There are then the “one-off” defects. These are caused mostly by a combination of different issues that may come from different sources--the path of the unlucky product. For example, the PCB assembly enters the screen printer. The paste is a little uneven since the machine just had a cleaning cycle, in itself not an issue. The next process however was to place an SMT chip on the thicker paste. This chip, though, was not the original part number. It was an alternate, approved by engineering.
Although a little shorter than the normal component, it was, however, within the tolerance of the machine. The board then went into the reflow oven which at the time was at the high end of its temperature profile. The SMD chip “floats” out of position, but just maintains contact. The board passes electrical test. This particular chip is then obscured by a larger component placed above it. It passes optical inspection. It just happens that this chip is part of a rarely used circuit, the functionality of which is not tested, that is until it gets to the customer where the fragile connection breaks under use.

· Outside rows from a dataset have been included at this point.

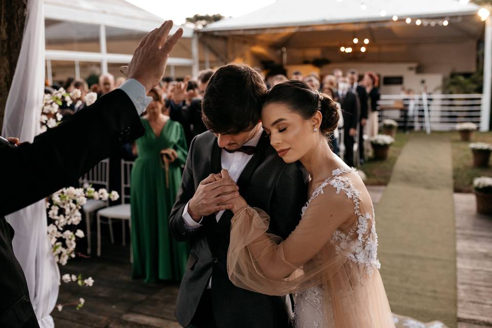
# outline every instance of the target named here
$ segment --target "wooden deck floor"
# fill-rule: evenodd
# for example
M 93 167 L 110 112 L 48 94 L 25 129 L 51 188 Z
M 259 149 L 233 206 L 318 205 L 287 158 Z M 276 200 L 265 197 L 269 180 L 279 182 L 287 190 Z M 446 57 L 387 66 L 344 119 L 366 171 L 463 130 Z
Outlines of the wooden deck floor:
M 384 187 L 368 188 L 377 203 Z M 478 215 L 473 194 L 456 194 L 455 206 L 458 248 L 459 328 L 492 326 L 492 218 Z M 119 224 L 116 224 L 117 229 Z M 107 235 L 107 234 L 104 234 Z M 115 236 L 120 236 L 117 231 Z M 106 236 L 107 237 L 107 236 Z M 109 239 L 109 237 L 108 237 Z M 61 274 L 91 276 L 94 286 L 80 288 L 62 282 L 58 302 L 83 297 L 79 311 L 66 307 L 52 315 L 57 328 L 108 327 L 175 328 L 174 315 L 178 284 L 149 284 L 131 278 L 129 249 L 117 239 L 103 244 L 102 256 L 76 259 Z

There are countless examples of such one-off defects in the market, where the traditional checks of all design, materials, and manufacturing parameters had been passed. This pushes the demands of traceability and business intelligence reporting to the extreme. If you have all of the materials and process traceability data about each individual product, it can be possible to find out the unique set of circumstances that have led to the defect. It can then be possible to modify the engineering, manufacturing, or test processes, even the design layout, to avoid such cases in the future. It can also be possible to detect and avoid such patterns happening during the course of production.
Figure 2: Traceability is essential for quickly identifying manufacturing errors and solving the problem quickly. Protecting Your Brand The story is simple. The solution to brand protection is a step change in the approach to quality. This step change approach is possible through the correct and complete application of traceability, together with visibility, and applied to the whole of the product life cycle, from design, manufacturing, and assembly preparation, through execution and test. It sounds expensive, though the costs can be quite reasonable by selecting software that integrates into the operation bringing operational improvements and benefits at the same time as collecting the traceability information itself. This is, however, small change as compared to the potential damage to a business that the loss of brand confidence can bring. Thinking that such damage will never happen to you and your brand is a gamble against time and statistics. This risk of business in the Internet age cannot and should not be ignored. It is time to adopt the top-down management approach. It is time to set the expectation to the manufacturing operation and put brand quality into its rightful perspective. Michael Ford is senior marketing development manager with the Valor division of Mentor Graphics Corporation. Utilizing his 30-year experience of industry knowledge, Ford examines key business objectives with his technology expertise to find solutions and opportunities where the industry had previously faced challenges. He began his career as a computer software and hardware engineer and created and managed manufacturing solutions for Sony where, he became one of the first successful adopters of computer technology for manufacturing, materials, and testing for the PCB-A shop floor. Ford is well versed in the principles of Lean thinking and sustainability and offers his expertise and knowledge in this bi-monthly column.